One reason why companies sell the consoles at a loss initially is to lure customers into buying them and then try to make up for the losses through each game sold, as well as online subscriptions. Also, as more and more units are manufactured, the costs eventually decrease due to economies of scale.

Who's Involved?

The major players involved in the industry are the developers, publishers, console manufacturers and distributors. The developers do the nuts and bolts work of designing and coding the games while the publishers are responsible for the manufacturing, marketing, etc. Sony and Microsoft also act as publishers for some of their games. Because the cost for developing a game for the PS3 and Xbox 360 is above USD 10 million and because only a fraction of games are profitable, the publisher generally finances the development of the video game while developers are limited to their role and earn very little of the value chain. The majority of the value is captured by sales and distribution.

If we look at the economics of video-game publishers, marketing makes up the largest component, followed by development costs, distribution costs, and licensing fees. Development costs consist of the cost of hiring designers, programmers and other staff required for developing the game. Publishers also pay a certain fee to Sony and Microsoft for using their consoles. Third-party publishers pay some percentage to Sony as licensing fees, but it is in-house games such as the very popular God of War series that allow Sony to keep a much larger share of the revenue to itself. (See also How the Video Game Industry Works.)

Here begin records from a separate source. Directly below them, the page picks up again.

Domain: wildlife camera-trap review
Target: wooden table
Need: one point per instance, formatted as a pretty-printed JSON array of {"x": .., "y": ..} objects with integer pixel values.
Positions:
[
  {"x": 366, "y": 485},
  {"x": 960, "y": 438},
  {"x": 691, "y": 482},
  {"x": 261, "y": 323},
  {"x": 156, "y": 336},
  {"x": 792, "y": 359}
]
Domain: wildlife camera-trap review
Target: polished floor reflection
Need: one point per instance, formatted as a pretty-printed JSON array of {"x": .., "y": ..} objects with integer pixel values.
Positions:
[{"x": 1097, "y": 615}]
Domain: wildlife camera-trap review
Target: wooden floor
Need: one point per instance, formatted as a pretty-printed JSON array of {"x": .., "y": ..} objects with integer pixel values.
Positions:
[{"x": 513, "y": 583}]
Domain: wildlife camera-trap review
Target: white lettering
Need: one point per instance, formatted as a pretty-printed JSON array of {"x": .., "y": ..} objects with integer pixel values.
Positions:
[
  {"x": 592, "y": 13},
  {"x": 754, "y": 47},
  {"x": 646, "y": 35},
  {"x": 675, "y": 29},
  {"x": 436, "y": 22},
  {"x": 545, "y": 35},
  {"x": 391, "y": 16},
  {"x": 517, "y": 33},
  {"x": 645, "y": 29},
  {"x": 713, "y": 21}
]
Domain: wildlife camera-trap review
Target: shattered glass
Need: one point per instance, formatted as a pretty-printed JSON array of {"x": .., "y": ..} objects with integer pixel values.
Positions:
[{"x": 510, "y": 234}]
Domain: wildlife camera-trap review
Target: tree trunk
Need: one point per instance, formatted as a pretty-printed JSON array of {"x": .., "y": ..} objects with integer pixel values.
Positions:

In hindsight, Sony got its initial strategy of offering high-end technology at premium pricing wrong compared to its less technologically advanced Xbox 360. As the Xbox added more features to its hardware to compete with the PS3 and Sony brought out a cheaper version of the PS3, the PS3 finally started to perform well.

The Wii Steps In

Then there's the Nintendo Wii, the console that surprised everyone with its performance, managing to outsell both the PS3 and Xbox 360 despite having much lower technical capabilities in terms of graphics and processing power. The Wii was marketed to casual and social gamers as opposed to the traditional gaming crowd that the PS3 and the Xbox targeted. In stark contrast to its competitors, it also managed to make a profit on its hardware unit from the very beginning. It also keeps a much larger share of all Wii games sold, since it publishes the majority of the games as compared to the Xbox and PS3.

Though the Wii started on a very high note, Sony and Microsoft quickly adapted to the challenge by modifying their consoles. Sony launched the PlayStation Eye, and Microsoft launched Kinect, both of which incorporated the features of Wii’s motion controller. 

A New Generation

With the eighth generation gaming consoles, which began with Nintendo’s Wii U launch in December 2012 followed by Sony’s PS4 and Microsoft’s Xbox One a year later, Sony has managed to drastically reduce its loss per console while Microsoft is posting higher losses per console. Even the Wii U is now selling at a loss.

This generation is also likely to see fierce competition from smartphones and tablets running Android and iOS. Console revenues have already fallen behind Android and iOS gaming revenues. Many analysts predict that this may be the last generation of home gaming consoles. Also, PC graphics are expected to surpass console graphics. Going by current sales figures, Sony’s PS4 seems to have gotten it right in terms of pricing and features and leads the other two consoles by a wide margin. (See also Console Wars Heating Up.) As of 2017, data from Statista shows the PlayStation 4 with the greatest market share at 19.64%.

The Bottom Line

Sony was dominating the gaming console market with its PS2 but stumbled with the PS3, giving Nintendo and Microsoft a greater foothold in the market. It seems to have gotten some of the market share back with the PS4, but only time will tell how newer technology and changing consumer habits will affect the console-gaming industry.